Pour la diversification
Le gouvernement du Québec semble bien décidé à bannir la cigarette dans les «lieux publics» sous prétexte de protéger les non-fumeurs des risques de la fumée secondaire. Au-delà des considérations reliées à santé publique, une telle interdiction est une atteinte directe à notre vie privée et comporte des aspects économiques non négligeables.
Contrairement à ce qu’on pourrait penser, l’approche économique ne se concentre pas sur les chiffres et les dollars mais sur les choix individuels. Elle étudie dans quelle mesure les consommateurs obtiennent ce qu’ils demandent et ce pour quoi ils sont prêts à payer. Dans chacun de nos gestes, nous sommes amenés à peser le pour et le contre de nos choix. Nous nous engageons dans toutes sortes d’activités même si elles comportent des risques, parce que nous jugeons qu’ils en valent la peine.
De ce point de vue, la fumée secondaire n’est pas une activité à part et son risque est relativement faible. Par exemple, les risques mortels d’accidents de la route, de la grippe et de la pneumonie sont bien plus élevés que ceux liés à la fumée secondaire. Faut-il pour autant qu’on reste chez soi parce que le fait de sortir ou de rencontrer des gens présente des risques? Il serait en effet absurde d’interdire une activité uniquement parce qu’elle est risquée et l’État ne devrait pas bannir la cigarette dans les lieux publics pour une telle raison.
Une telle interdiction est d’autant plus injustifiée que la plupart des endroits que l’on qualifie de «publics» sont en fait des lieux privés que leurs propriétaires ouvrent à des fins commerciales. Or, l’approche économique montre comment les droits de propriété et la liberté contractuelle sont une meilleure solution que l’interdiction mur à mur pour satisfaire tout le monde. Cette dernière ignore complètement les désirs des fumeurs qui représentent pourtant le quart de la population adulte québécoise. Elle risque également de causer une baisse d’activité pour les établissements qu’ils fréquentent, notamment les bars, comme cela a été observé en Ontario.
Au contraire, si on laissait les propriétaires d’établissements décider par eux-mêmes, on retrouverait sans aucun doute des établissements diversifiés: pour non-fumeurs, pour fumeurs, et mixtes. C’est d’ailleurs déjà le cas, car il est possible de trouver sur Internet des listes de plusieurs restaurants sans fumée dans des régions où ils ne sont pas imposés par la loi. Sous la pression des exigences des clients non-fumeurs, des restaurants et d’autres commerces privés ont déjà des politiques volontaires de restriction de la cigarette.

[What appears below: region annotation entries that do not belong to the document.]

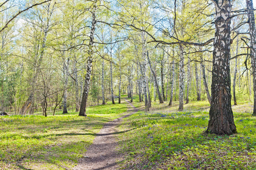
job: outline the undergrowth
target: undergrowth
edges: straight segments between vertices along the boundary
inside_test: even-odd
[[[164,105],[164,104],[163,104]],[[164,107],[162,106],[164,108]],[[238,134],[206,134],[208,112],[138,112],[121,126],[126,169],[255,169],[256,124],[234,113]]]
[[[103,125],[126,110],[125,104],[108,104],[88,108],[85,117],[0,116],[0,169],[72,169]]]

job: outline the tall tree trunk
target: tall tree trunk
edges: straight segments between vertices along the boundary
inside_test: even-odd
[[[168,90],[169,90],[169,84],[170,84],[170,79],[169,78],[171,76],[171,71],[170,71],[170,66],[168,67],[168,71],[167,71],[167,82],[166,83],[166,100],[165,101],[167,101],[167,94],[168,94]]]
[[[63,96],[63,114],[68,113],[68,109],[67,108],[67,92],[68,90],[68,67],[69,66],[69,58],[68,58],[67,64],[65,60],[63,62],[63,73],[64,76],[64,95]]]
[[[102,67],[101,70],[101,91],[102,94],[102,104],[105,104],[104,91],[104,59],[102,59]]]
[[[175,85],[175,64],[174,63],[174,59],[172,60],[172,80],[171,80],[171,95],[170,95],[170,99],[169,102],[169,106],[171,106],[172,105],[172,97],[174,95],[174,88]]]
[[[119,87],[118,87],[118,103],[121,104],[121,80],[122,80],[122,72],[121,71],[121,63],[119,63]]]
[[[77,76],[77,61],[76,58],[76,55],[75,55],[75,58],[73,61],[73,71],[75,74],[75,86],[76,88],[76,112],[79,111],[79,108],[80,107],[80,102],[79,100],[79,83]]]
[[[45,29],[44,29],[44,37],[43,39],[43,42],[42,42],[42,46],[40,50],[40,56],[39,58],[36,63],[35,63],[35,66],[34,68],[35,73],[33,76],[33,79],[32,79],[32,83],[31,83],[31,87],[32,87],[32,91],[31,92],[30,96],[28,98],[28,99],[25,101],[24,104],[23,105],[22,107],[20,108],[19,110],[19,114],[25,114],[26,112],[28,110],[28,109],[30,108],[30,105],[31,105],[33,99],[34,99],[34,87],[36,83],[37,79],[38,79],[38,76],[40,72],[40,67],[41,66],[42,62],[43,61],[43,57],[44,54],[44,50],[46,49],[46,40],[47,37],[47,34],[49,30],[49,20],[51,16],[52,16],[52,12],[53,11],[54,6],[55,3],[53,5],[52,7],[52,9],[50,10],[50,6],[51,6],[51,2],[48,3],[47,6],[47,23],[46,23],[46,27]]]
[[[130,95],[131,95],[131,102],[133,101],[133,69],[131,69],[130,76]]]
[[[93,1],[93,7],[92,11],[92,27],[90,28],[90,40],[89,42],[88,57],[87,58],[86,74],[85,75],[85,82],[84,84],[84,91],[82,92],[82,101],[81,102],[80,110],[79,116],[86,116],[86,109],[87,100],[89,96],[89,90],[90,87],[90,75],[92,74],[92,67],[93,55],[93,44],[95,29],[96,27],[96,11],[97,0]]]
[[[180,49],[180,73],[179,77],[179,111],[183,110],[183,96],[184,96],[184,54],[183,49],[181,46]]]
[[[199,81],[199,77],[198,76],[198,70],[197,70],[197,63],[195,63],[195,70],[196,74],[196,95],[197,96],[197,100],[201,100],[201,81]],[[200,71],[199,71],[199,74]],[[200,79],[201,80],[201,79]]]
[[[150,91],[148,86],[148,78],[147,75],[146,75],[146,84],[147,84],[147,96],[148,96],[148,108],[151,107],[151,97],[150,96]]]
[[[190,82],[191,80],[191,69],[190,67],[191,60],[188,59],[188,73],[187,73],[187,96],[186,96],[186,104],[189,102],[189,99],[188,99],[188,96],[189,95],[189,86]]]
[[[143,54],[144,55],[144,54]],[[139,65],[141,66],[141,73],[142,74],[142,84],[143,84],[143,94],[144,94],[144,102],[145,103],[145,111],[148,112],[149,111],[149,107],[148,107],[148,101],[147,100],[147,85],[146,85],[146,74],[145,74],[145,63],[141,64],[139,63]]]
[[[115,100],[114,99],[114,92],[113,90],[113,69],[112,62],[110,62],[110,86],[111,86],[111,99],[112,100],[112,104],[115,104]]]
[[[253,0],[246,0],[249,23],[250,36],[250,52],[251,58],[251,67],[253,69],[253,116],[256,116],[256,30],[255,26],[254,9],[253,8]]]
[[[140,77],[138,79],[138,87],[139,91],[139,102],[142,102],[142,100],[141,99],[141,79]]]
[[[236,51],[236,56],[238,54],[238,37],[237,39],[237,51]],[[236,57],[236,64],[234,70],[234,79],[233,81],[233,95],[234,97],[234,105],[237,105],[237,99],[236,97],[236,79],[237,78],[237,57]]]
[[[149,64],[149,66],[150,67],[150,70],[151,70],[151,73],[152,73],[152,74],[153,75],[153,77],[154,77],[154,80],[155,80],[155,87],[156,88],[156,92],[158,93],[158,99],[159,100],[159,103],[163,103],[163,99],[161,96],[161,94],[160,93],[159,86],[158,86],[156,75],[155,74],[155,71],[154,71],[153,69],[152,69],[151,63],[150,62],[150,60],[149,56],[148,56],[148,52],[147,53],[147,60],[148,61],[148,64]]]
[[[166,97],[164,96],[164,82],[163,78],[163,69],[164,69],[164,50],[163,49],[163,58],[161,60],[160,66],[160,74],[161,74],[161,87],[162,87],[162,94],[163,95],[163,100],[166,101]]]
[[[154,80],[154,75],[153,75],[153,83],[154,83],[154,101],[156,101],[156,87],[155,87],[155,82]]]
[[[207,133],[231,135],[237,133],[231,108],[230,0],[213,1],[216,7],[215,40],[212,79],[212,102]],[[221,1],[220,1],[221,2]]]
[[[203,54],[200,54],[200,58],[201,58],[201,69],[202,70],[202,75],[203,75],[203,82],[204,82],[204,88],[205,89],[205,92],[207,95],[207,99],[208,99],[209,103],[211,103],[212,98],[210,95],[210,93],[208,90],[208,86],[207,85],[207,80],[205,77],[205,68],[204,67],[204,65],[203,63]]]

Tout comme les entrepreneurs privés nous offrent des souliers de couleurs et d’apparence différentes pour répondre à tous les goûts, de la même façon ils offriront des commerces et des restaurants pour des consommateurs fumeurs et non-fumeurs. Le marché permet à tout le monde d’exprimer ses préférences et incite les propriétaires d’établissements à les satisfaire s’ils veulent réaliser des profits. L’approche économique suggère que les gens s’organisent entre eux-mêmes et qu’il n’appartient pas à l’État d’imposer à certains individus les choix de vie que préfèrent d’autres individus.
Le marché privé, à la différence de l’interdiction publique, permet de réconcilier les intérêts aussi bien des fumeurs que des non-fumeurs. Si la cigarette doit être interdite dans les «lieux publics», c’est aux propriétaires de ces lieux de le décider et non à l’État.
Valentin Petkantchin est directeur de la recherche à l’IEDM et auteur de la Note économique Devrait-on interdire la cigarette dans les lieux publics? Il est aussi non-fumeur.